The inner edge of the phelloderm seen at e in fig. 151, C, passes suddenly into the inner primary region of the outer cortex (fig. 151, A and C, g) which comprises two types of parenchymatous tissue, patches of isodiametric cells, g, g, alternating with radially arranged areas consisting of tangentially elongated elements (fig. C, f, f; fig. D) which extend as wedges into the phelloderm.
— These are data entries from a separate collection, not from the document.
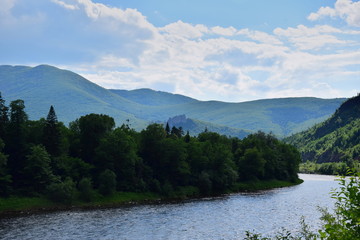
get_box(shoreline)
[0,179,304,219]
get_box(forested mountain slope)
[0,65,345,136]
[0,65,148,127]
[286,94,360,165]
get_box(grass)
[0,197,57,213]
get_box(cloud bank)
[0,0,360,102]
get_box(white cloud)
[237,28,282,45]
[211,26,236,36]
[159,20,208,38]
[0,0,360,101]
[51,0,79,10]
[274,25,357,50]
[308,0,360,27]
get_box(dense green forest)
[0,96,300,203]
[285,94,360,174]
[0,65,346,138]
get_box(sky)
[0,0,360,102]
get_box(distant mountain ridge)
[286,94,360,165]
[0,65,345,136]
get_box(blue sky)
[0,0,360,102]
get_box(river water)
[0,174,338,240]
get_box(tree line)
[0,94,300,202]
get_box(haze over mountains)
[0,65,345,137]
[286,94,360,163]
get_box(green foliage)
[0,95,299,206]
[79,113,115,163]
[285,95,360,165]
[0,138,12,196]
[98,169,116,196]
[0,65,345,138]
[43,105,61,156]
[245,171,360,240]
[78,178,95,202]
[320,173,360,240]
[47,177,76,204]
[24,145,56,192]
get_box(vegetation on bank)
[0,94,300,212]
[285,94,360,171]
[245,171,360,240]
[299,161,360,175]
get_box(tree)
[239,148,265,180]
[0,92,9,139]
[320,173,360,240]
[165,122,170,136]
[0,138,12,196]
[94,128,140,191]
[79,113,115,163]
[78,178,94,202]
[5,99,28,186]
[24,145,56,193]
[43,105,61,156]
[99,169,116,196]
[47,177,76,204]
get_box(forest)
[284,94,360,175]
[0,95,300,203]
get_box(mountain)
[0,65,345,136]
[0,65,148,127]
[285,94,360,163]
[109,88,197,106]
[167,114,251,139]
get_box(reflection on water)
[0,174,337,240]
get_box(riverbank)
[0,179,303,218]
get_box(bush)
[47,178,76,204]
[99,169,116,196]
[320,170,360,240]
[78,178,94,202]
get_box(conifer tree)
[165,122,170,136]
[0,92,9,139]
[43,105,61,156]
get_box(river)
[0,174,338,240]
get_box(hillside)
[0,65,147,127]
[286,94,360,163]
[0,65,345,136]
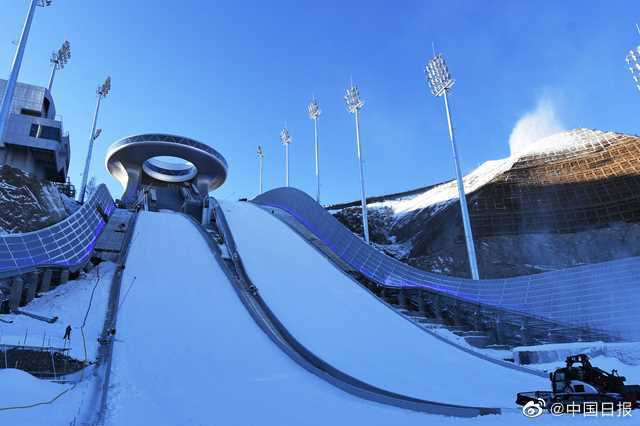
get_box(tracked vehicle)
[516,354,640,413]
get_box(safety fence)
[252,188,640,340]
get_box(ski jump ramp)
[106,208,428,425]
[252,188,640,341]
[221,202,548,408]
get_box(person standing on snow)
[63,325,71,341]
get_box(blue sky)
[0,0,640,202]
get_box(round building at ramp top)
[106,133,228,208]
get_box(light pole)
[0,0,52,146]
[425,53,480,280]
[627,24,640,90]
[258,145,264,194]
[79,77,111,203]
[307,99,322,204]
[49,41,71,92]
[344,83,369,243]
[280,127,291,186]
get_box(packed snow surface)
[222,202,549,407]
[0,262,115,361]
[107,212,425,426]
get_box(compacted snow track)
[221,202,548,408]
[106,212,426,425]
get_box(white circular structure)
[106,133,228,205]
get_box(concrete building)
[0,80,70,182]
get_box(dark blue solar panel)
[0,185,115,276]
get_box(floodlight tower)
[425,52,480,280]
[79,77,111,203]
[627,24,640,90]
[280,127,291,186]
[307,98,322,204]
[344,82,369,243]
[0,0,52,146]
[49,41,71,91]
[258,145,264,194]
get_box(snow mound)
[0,368,67,408]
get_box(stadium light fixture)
[344,82,369,243]
[78,77,111,203]
[627,46,640,90]
[49,41,71,92]
[425,52,480,280]
[258,145,264,194]
[307,98,322,204]
[280,126,291,187]
[0,0,52,147]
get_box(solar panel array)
[0,185,115,277]
[252,188,640,340]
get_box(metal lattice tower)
[280,126,291,186]
[257,145,264,194]
[78,77,111,203]
[49,41,71,91]
[344,82,369,243]
[307,98,322,204]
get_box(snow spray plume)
[509,98,564,155]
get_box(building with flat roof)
[0,79,71,182]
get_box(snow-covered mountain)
[0,165,77,234]
[334,129,640,278]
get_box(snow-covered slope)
[370,129,615,220]
[0,165,77,234]
[107,213,425,426]
[221,202,547,407]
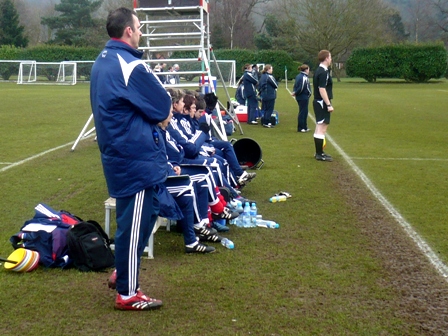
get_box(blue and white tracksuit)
[243,70,258,123]
[259,72,278,125]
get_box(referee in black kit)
[313,50,334,162]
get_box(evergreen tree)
[0,0,28,48]
[42,0,107,46]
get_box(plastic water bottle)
[236,200,244,213]
[221,238,235,250]
[241,202,250,227]
[257,219,280,229]
[250,202,258,227]
[269,195,286,203]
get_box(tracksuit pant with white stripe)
[115,187,159,295]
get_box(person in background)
[313,50,334,162]
[173,64,180,84]
[235,77,246,106]
[259,64,278,128]
[252,64,261,81]
[243,64,258,125]
[291,64,311,133]
[90,7,171,310]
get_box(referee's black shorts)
[313,99,331,125]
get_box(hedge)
[0,45,298,81]
[346,44,447,83]
[173,49,298,81]
[0,45,101,80]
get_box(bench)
[104,197,170,259]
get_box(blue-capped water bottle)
[257,219,280,229]
[269,195,286,203]
[221,238,235,250]
[236,200,244,213]
[250,202,258,227]
[241,202,250,228]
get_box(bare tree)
[276,0,396,55]
[210,0,271,49]
[14,0,57,46]
[407,0,439,43]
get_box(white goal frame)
[17,61,77,85]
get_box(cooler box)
[199,76,218,93]
[235,105,247,122]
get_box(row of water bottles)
[230,202,280,229]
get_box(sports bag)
[67,220,115,272]
[9,203,80,268]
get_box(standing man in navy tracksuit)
[259,64,278,128]
[313,50,334,162]
[243,64,258,125]
[90,7,171,310]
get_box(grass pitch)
[0,81,448,335]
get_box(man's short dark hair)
[106,7,137,38]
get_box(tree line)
[0,0,448,73]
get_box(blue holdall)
[9,203,81,268]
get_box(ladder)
[71,0,243,151]
[134,0,243,140]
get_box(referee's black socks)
[314,134,325,155]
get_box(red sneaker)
[115,291,162,310]
[107,270,117,289]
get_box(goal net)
[17,61,77,85]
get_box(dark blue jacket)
[258,72,278,100]
[292,71,311,100]
[243,70,258,98]
[90,39,171,197]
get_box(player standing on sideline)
[313,50,334,161]
[90,7,171,310]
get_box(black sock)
[314,138,324,155]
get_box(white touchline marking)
[286,89,448,280]
[352,156,448,161]
[0,135,92,173]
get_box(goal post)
[17,61,37,84]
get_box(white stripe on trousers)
[128,190,145,294]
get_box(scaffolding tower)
[71,0,243,151]
[134,0,243,140]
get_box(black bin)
[232,138,264,169]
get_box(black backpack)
[67,220,115,272]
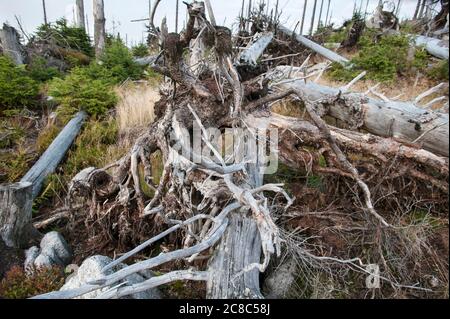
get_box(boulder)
[61,256,161,299]
[24,231,72,272]
[41,231,72,266]
[264,259,297,299]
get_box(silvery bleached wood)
[279,26,349,65]
[0,182,32,248]
[21,112,87,199]
[93,0,106,58]
[239,32,273,66]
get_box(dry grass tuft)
[116,84,159,133]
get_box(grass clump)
[100,39,143,83]
[329,31,428,82]
[0,56,39,113]
[0,266,64,299]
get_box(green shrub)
[0,266,64,299]
[100,39,143,83]
[131,43,148,58]
[48,67,117,118]
[330,30,428,82]
[0,120,25,149]
[0,56,39,112]
[63,118,118,178]
[27,57,62,82]
[0,146,32,183]
[428,60,449,81]
[33,18,94,56]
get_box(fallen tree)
[279,26,349,65]
[276,80,449,157]
[31,1,448,298]
[20,112,87,200]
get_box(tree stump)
[0,182,33,248]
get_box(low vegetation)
[329,30,428,82]
[0,266,64,299]
[0,56,39,114]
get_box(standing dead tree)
[93,0,106,57]
[76,0,86,29]
[0,23,26,65]
[36,1,448,298]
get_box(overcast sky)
[0,0,432,45]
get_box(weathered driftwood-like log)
[279,26,349,65]
[245,113,449,192]
[21,112,87,199]
[277,81,449,157]
[207,212,262,299]
[0,23,25,65]
[413,35,448,60]
[239,32,273,66]
[0,182,33,248]
[76,0,86,29]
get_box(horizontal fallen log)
[21,112,87,199]
[0,182,32,248]
[245,114,449,192]
[274,81,449,157]
[414,35,448,60]
[279,26,349,65]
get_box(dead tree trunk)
[29,2,448,298]
[317,0,324,29]
[281,82,449,157]
[76,0,86,29]
[42,0,48,25]
[300,0,308,35]
[413,35,449,60]
[413,0,425,20]
[418,0,427,19]
[93,0,106,58]
[279,26,349,65]
[0,182,33,248]
[325,0,331,27]
[21,112,86,199]
[309,0,317,36]
[0,23,25,65]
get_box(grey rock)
[264,259,297,299]
[61,256,161,299]
[41,231,72,266]
[34,254,55,268]
[24,231,72,272]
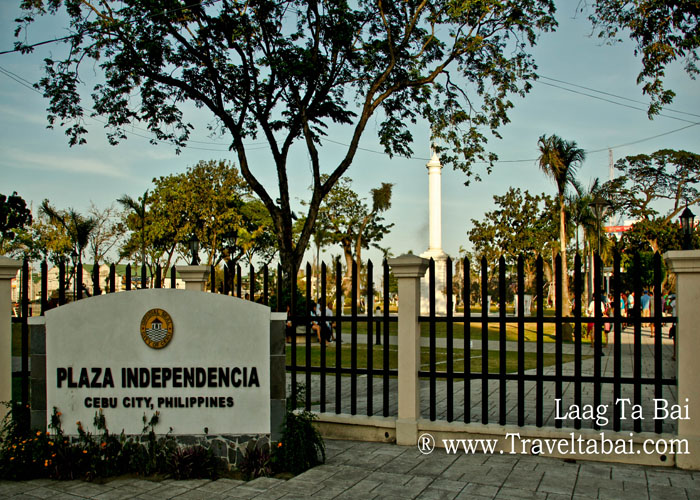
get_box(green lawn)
[287,343,590,373]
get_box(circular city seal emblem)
[141,309,173,349]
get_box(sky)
[0,1,700,270]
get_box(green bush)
[273,384,326,474]
[168,445,219,479]
[0,406,219,480]
[238,441,273,480]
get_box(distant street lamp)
[592,194,608,256]
[187,235,199,266]
[681,206,695,250]
[70,248,78,300]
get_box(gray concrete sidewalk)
[0,441,700,500]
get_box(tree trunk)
[559,196,571,316]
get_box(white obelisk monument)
[420,151,447,315]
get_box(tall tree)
[584,0,700,117]
[88,202,126,265]
[469,188,559,287]
[317,177,394,292]
[0,191,32,255]
[16,0,556,284]
[117,189,148,266]
[537,135,586,316]
[39,200,97,264]
[603,149,700,252]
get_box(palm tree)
[567,177,601,300]
[39,200,98,296]
[40,200,97,265]
[537,135,586,316]
[117,189,148,274]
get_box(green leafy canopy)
[17,0,556,278]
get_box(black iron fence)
[14,250,676,433]
[419,253,677,433]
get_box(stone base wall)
[21,313,286,467]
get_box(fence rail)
[14,250,676,433]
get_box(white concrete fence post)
[176,266,211,292]
[389,255,428,446]
[0,256,22,419]
[664,250,700,470]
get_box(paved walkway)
[0,441,700,500]
[296,328,677,433]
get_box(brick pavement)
[0,441,700,500]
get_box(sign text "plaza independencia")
[56,366,260,389]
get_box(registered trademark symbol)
[418,433,435,455]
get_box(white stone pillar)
[421,152,447,315]
[176,266,211,292]
[389,255,428,446]
[0,257,22,419]
[426,148,442,251]
[664,250,700,470]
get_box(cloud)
[5,149,129,179]
[0,104,49,127]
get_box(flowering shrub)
[0,406,219,480]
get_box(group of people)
[587,290,676,359]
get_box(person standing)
[639,290,654,337]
The longitudinal section represented in fig. 152, B, shows an equal bifurcation of a stem in which no secondary xylem is present; in the lower part of the section the xylem and the outgoing leaf-traces are seen in radial section and at the upper end of each arm the leaf-traces alone, lt, are exposed, as in fig. 148, B. It is interesting to notice the large amount of phelloderm which has been produced in the fork of the branch, at pd, where greater strength is required.

Fig. 152. Lepidodendron vasculare. Sections of dichotomously branched shoot.
  1. From a section (10·5 × 9 cm.) in the Cambridge Botany School Collection.
  2. From a section (8 cm. long) in the Cambridge Collection.

The section represented diagrammatically in fig. 152, A, has lost the outermost part of the cortex together with the leaf-cushions; it consists largely of secondary cortex composed of radially disposed phelloderm cells and tangentially placed secretory strands (represented by the discontinuous black lines in the drawing): the dotted region in the central part of the axis is composed of primary cortical parenchyma, and the two spaces surrounding the steles contain portions of the lacunar middle cortex. Each stele possesses a narrow crescentic zone of secondary xylem; the amount is greater in the case of the right-hand stele, of which a small piece is shown on a larger scale; the striking contrast in size between the outer and more internal secondary tracheae is no doubt the expression of some unfavourable condition of growth. The position of the secretory zone beyond the secondary xylem is shown at sc, fig. 152, A.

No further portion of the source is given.